Simon arched his eyebrows. “Clearly they’re not thick enough.”

“Oh my God,” Noah muttered. “You and Aileen should start a club.”

“We already did. Didn’t you know?” Simon’s eyes twinkled. “It’s called theWe Keep You Alive Despite Yourselfclub.”

Noah snorted. “She’d love that.”

Simon produced a pair of tweezers and worked on the splinter with delicate efficiency. “This should only take a moment. Try not to move.”

Noah knew he was staring at Dr. Hale, even though he did his best not to. Simon was different from most of Mapleford’s inhabitants. It wasn’t that he was unfriendly or cold, more… contained, like someone who’d learned to tuck away whole parts of himself behind tightly controlled lines and soft-spoken precision.
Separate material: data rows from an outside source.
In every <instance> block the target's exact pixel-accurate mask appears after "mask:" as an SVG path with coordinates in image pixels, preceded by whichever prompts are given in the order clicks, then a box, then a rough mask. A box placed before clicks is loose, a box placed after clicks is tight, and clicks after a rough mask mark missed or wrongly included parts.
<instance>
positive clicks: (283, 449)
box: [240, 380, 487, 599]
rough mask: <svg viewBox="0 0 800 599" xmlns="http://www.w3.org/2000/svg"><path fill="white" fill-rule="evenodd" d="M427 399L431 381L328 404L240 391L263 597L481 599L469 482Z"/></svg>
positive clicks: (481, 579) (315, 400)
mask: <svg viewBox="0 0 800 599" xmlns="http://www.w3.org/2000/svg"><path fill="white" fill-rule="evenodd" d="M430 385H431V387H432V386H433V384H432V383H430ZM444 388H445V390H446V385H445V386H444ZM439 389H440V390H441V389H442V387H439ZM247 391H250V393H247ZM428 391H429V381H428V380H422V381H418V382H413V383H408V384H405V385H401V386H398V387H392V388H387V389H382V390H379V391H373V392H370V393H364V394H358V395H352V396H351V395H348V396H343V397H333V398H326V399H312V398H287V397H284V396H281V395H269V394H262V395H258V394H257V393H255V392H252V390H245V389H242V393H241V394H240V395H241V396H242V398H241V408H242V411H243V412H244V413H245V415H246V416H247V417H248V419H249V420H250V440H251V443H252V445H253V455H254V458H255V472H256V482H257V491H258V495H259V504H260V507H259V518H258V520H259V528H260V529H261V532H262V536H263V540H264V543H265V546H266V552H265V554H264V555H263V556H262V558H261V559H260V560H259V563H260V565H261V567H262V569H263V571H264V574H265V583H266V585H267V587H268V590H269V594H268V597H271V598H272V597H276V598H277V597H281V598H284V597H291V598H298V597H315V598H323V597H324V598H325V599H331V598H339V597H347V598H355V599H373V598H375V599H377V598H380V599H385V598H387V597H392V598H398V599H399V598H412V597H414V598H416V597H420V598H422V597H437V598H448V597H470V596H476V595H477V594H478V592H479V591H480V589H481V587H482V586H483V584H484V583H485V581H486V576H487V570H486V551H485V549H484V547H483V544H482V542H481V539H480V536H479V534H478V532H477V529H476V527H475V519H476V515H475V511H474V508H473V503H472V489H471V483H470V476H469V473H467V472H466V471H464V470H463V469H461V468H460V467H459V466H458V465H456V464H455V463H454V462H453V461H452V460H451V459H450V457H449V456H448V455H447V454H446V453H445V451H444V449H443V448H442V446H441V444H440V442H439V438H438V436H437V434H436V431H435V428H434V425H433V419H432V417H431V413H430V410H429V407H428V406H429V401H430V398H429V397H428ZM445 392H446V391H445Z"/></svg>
He looked weary, too. Not sleepy-tired, more like heart-tired.

“You’re new to all this,” Noah said in a light tone. “The festival, the chaos, the pine-inflicted injuries.”

“I’ve been here over a year,” Simon said without looking up. “Plenty of time to observe.”

“Yeah, but you still look a little startled every time we start wrapping buildings in garlands.”

“That’s because you insist on climbing on top of them,” Simon said with genuine exasperation. “You gave me heart palpitations last week.”

“That was a stable ladder.”

“That ladder was older than you.”

Noah blinked. “How do you know how old I am?”